The first thing you need to do is articulate what you’re actually interested in. Then you need to be explicit about the causal relationships between things relevant to those questions. The big thing (to me) is that particular causal structures have testable conditional independence structures and by assessing these, you can build evidence for or against particular diagrams of the context.

Judea Pearl's The Book Of Why gives you more practical and easy to understand examples, I recommend that.
It's pretty simple. You cannot infer casualty from observational data. No matter how sophisticated your statistical tools are.

You need to perform a properly controlled experiments to infer casualty. And even then it's hard.

Inferring casualty from observational data is cargo cult science.

TL;DR: Causal inference is a complex topic, not a simple tool.

How's the ice cream example better than the sugary snacks example given in the article?

Here's the part about needing to add more columns to the data:

> When dealing with a causal question, it’s crucial to include variables known as confounders. These are variables that can influence both the treatment and the outcome. By including confounding variables, we can better isolate and estimate the true causal effect of the treatment.

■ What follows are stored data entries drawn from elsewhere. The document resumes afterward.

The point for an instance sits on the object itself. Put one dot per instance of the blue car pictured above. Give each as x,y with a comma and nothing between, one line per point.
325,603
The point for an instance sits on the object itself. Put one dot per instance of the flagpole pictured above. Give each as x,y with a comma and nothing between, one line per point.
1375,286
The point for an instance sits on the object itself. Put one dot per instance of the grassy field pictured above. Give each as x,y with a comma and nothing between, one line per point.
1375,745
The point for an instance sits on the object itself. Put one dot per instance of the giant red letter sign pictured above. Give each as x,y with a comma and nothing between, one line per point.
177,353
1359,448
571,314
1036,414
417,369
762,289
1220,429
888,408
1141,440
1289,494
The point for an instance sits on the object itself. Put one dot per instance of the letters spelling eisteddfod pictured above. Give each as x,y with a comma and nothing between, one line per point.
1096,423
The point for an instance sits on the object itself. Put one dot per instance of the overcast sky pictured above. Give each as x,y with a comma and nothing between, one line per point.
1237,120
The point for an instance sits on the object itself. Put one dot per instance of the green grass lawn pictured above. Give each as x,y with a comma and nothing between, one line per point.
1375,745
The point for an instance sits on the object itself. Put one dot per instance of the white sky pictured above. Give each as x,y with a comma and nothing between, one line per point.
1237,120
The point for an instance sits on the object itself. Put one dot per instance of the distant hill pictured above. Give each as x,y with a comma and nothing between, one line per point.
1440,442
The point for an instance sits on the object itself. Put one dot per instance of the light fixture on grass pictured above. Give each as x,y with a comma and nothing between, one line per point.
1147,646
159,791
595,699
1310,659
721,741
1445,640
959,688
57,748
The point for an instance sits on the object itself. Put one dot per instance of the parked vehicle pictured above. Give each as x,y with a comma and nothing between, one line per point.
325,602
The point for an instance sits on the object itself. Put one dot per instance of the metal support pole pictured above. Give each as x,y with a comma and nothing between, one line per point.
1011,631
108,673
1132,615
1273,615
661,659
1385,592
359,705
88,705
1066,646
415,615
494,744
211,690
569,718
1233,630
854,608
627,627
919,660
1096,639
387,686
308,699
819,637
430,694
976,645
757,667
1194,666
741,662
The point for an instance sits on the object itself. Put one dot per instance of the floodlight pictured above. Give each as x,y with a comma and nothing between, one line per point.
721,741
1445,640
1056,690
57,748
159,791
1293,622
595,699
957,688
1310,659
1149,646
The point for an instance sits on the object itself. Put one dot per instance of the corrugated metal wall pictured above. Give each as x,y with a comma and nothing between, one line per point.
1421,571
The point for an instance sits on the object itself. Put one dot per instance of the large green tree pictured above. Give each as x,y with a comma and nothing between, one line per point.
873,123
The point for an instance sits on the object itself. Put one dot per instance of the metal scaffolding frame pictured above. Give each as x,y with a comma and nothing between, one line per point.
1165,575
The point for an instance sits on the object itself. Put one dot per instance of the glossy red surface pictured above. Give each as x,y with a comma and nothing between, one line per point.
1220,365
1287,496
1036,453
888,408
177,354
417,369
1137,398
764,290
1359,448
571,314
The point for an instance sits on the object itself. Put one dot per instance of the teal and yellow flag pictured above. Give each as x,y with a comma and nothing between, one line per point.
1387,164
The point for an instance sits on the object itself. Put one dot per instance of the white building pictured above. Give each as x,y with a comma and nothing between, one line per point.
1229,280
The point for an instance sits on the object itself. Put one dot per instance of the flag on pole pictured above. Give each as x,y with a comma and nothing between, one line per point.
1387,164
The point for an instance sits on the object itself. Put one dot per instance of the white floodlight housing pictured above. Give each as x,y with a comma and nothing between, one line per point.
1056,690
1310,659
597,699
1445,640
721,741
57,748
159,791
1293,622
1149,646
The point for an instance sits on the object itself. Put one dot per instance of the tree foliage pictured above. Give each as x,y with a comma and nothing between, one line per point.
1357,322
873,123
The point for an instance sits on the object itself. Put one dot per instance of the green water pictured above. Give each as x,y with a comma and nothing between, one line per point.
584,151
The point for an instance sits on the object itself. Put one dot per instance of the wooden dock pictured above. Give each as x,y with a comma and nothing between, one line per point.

Failing to add or account for confounding variables may lead to incorrect estimates.

> How's the ice cream example better than the sugary snacks example given in the article?

Not the OP, but because that fails to explain how the basic hypothetical example works(!)

You want to know how much your sales would be in a parallel world where kids were stuck with bland snacks compared to your sweet treats. This is where causal inference steps in to provide the solution. (nice graph follows)

So how is that done?

> TL;DR: Causal inference is a complex topic, not a simple tool.

The simple version using graphical models and joint probabilities isn't difficult to explain or teach. The issue is that to do anything useful with it at scale you either need MCMC or variational inference and that's an entirely different bag of worms all together. For medical datasets you rarely have "scale", instead you have very few sample cases and a large expert model (the doctor/specialist).